Jeremy Hunt has 'woken up' to the problems faced by dementia sufferers and their families, writes Damian Thompson 

Jeremy Hunt has ‘woken up’ to the problems faced by dementia sufferers and their families, writes Damian Thompson 

The good news from this week is that, at last, a Health Secretary has woken up the problem. 

As Mr Hunt said: ‘If you develop dementia and require long-term residential care, you are likely to have to use a significant chunk of your savings and the equity in your home to pay for that care. But if you require long-term treatment for cancer, you won’t find anything like the same cost.’

Did that mean that the Government would pay for everything above its cap on the care home bills?
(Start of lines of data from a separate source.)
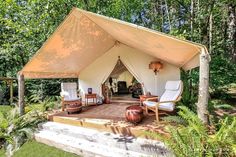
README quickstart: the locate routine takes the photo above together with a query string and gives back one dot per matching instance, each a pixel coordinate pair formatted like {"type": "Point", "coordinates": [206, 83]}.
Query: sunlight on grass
{"type": "Point", "coordinates": [5, 108]}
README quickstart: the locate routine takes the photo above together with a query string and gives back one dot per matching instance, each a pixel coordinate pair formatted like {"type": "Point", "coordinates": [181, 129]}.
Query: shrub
{"type": "Point", "coordinates": [16, 130]}
{"type": "Point", "coordinates": [193, 138]}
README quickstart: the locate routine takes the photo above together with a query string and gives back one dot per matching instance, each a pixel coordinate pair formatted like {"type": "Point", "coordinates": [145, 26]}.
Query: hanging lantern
{"type": "Point", "coordinates": [155, 66]}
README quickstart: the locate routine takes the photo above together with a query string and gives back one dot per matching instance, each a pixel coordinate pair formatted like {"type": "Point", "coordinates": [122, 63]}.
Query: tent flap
{"type": "Point", "coordinates": [83, 37]}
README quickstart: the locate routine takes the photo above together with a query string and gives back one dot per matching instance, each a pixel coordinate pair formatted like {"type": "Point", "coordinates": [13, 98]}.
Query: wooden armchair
{"type": "Point", "coordinates": [69, 95]}
{"type": "Point", "coordinates": [172, 94]}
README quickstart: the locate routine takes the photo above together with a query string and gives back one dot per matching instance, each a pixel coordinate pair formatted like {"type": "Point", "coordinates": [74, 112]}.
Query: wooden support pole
{"type": "Point", "coordinates": [203, 95]}
{"type": "Point", "coordinates": [21, 92]}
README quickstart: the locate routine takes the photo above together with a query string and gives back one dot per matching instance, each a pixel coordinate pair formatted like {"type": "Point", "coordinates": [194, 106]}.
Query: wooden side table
{"type": "Point", "coordinates": [90, 96]}
{"type": "Point", "coordinates": [142, 98]}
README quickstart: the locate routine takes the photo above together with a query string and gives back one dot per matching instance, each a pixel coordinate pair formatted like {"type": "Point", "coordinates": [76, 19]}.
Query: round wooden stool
{"type": "Point", "coordinates": [134, 114]}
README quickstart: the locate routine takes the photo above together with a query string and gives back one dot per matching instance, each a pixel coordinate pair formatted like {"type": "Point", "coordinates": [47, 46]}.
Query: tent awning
{"type": "Point", "coordinates": [84, 36]}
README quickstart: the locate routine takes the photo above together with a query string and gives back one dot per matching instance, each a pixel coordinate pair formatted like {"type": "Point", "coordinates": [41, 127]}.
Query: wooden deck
{"type": "Point", "coordinates": [110, 118]}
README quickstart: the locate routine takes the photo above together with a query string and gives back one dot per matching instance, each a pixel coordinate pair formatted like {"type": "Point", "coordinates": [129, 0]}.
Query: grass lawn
{"type": "Point", "coordinates": [5, 108]}
{"type": "Point", "coordinates": [35, 149]}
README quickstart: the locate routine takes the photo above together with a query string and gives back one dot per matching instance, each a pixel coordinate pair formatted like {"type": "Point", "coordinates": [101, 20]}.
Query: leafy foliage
{"type": "Point", "coordinates": [15, 130]}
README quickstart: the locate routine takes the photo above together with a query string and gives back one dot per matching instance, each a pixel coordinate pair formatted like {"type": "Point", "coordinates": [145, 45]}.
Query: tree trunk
{"type": "Point", "coordinates": [210, 33]}
{"type": "Point", "coordinates": [191, 18]}
{"type": "Point", "coordinates": [21, 92]}
{"type": "Point", "coordinates": [203, 94]}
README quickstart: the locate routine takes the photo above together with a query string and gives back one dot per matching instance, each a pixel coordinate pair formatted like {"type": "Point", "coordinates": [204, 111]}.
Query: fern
{"type": "Point", "coordinates": [193, 139]}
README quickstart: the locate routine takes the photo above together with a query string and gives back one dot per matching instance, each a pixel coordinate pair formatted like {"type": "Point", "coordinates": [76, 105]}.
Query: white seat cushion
{"type": "Point", "coordinates": [172, 92]}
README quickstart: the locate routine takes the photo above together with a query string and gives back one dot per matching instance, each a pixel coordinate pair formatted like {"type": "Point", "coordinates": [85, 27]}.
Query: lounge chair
{"type": "Point", "coordinates": [69, 95]}
{"type": "Point", "coordinates": [172, 94]}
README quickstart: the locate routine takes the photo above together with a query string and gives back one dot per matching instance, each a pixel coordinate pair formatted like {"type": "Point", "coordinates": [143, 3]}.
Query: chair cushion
{"type": "Point", "coordinates": [162, 106]}
{"type": "Point", "coordinates": [172, 85]}
{"type": "Point", "coordinates": [69, 91]}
His reply was an unequivocal ‘yes’.

Hijacked

He didn’t tell us at what level the cap will be set — and, therefore, we don’t know how much it will cost the taxpayer. We’ll find out this summer in that Green Paper.

The only thing we know for sure is that the sums of money involved will be eye-watering.

So, we need to start thinking about where to find the cash.

I mentioned foreign aid. I’m serious about diverting it so that we can look after our elderly in this country.

Alas, it’s not practical to explain the options to my mother. She is the most compassionate person I have ever met, who spent her long widowhood visiting the sick in hospital. But I know her views on handing over piles of aid money that is too often wasted on projects that don’t work or trousered by corrupt despots in faraway countries.

Obviously, cutting foreign aid waste won’t be enough. Which means, perhaps, the social care crisis will finally force Britain to dismantle the overmanned, public sector bureaucracy that siphons away money from the needy.

It’s not sufficient for us to just wait for the Green Paper. The debate must begin immediately and it mustn’t be hijacked by lobbyists.

This time round, the Government must not be allowed to kick the issue into the long grass. If they try, they’ll be out of office at the next election.

In which case, the fate of old people will lie with a Corbynite government under which care homes will be run for the benefit of heavily unionised staff.

That doesn’t bear thinking about. I just hope that my beloved mother isn’t around to see it.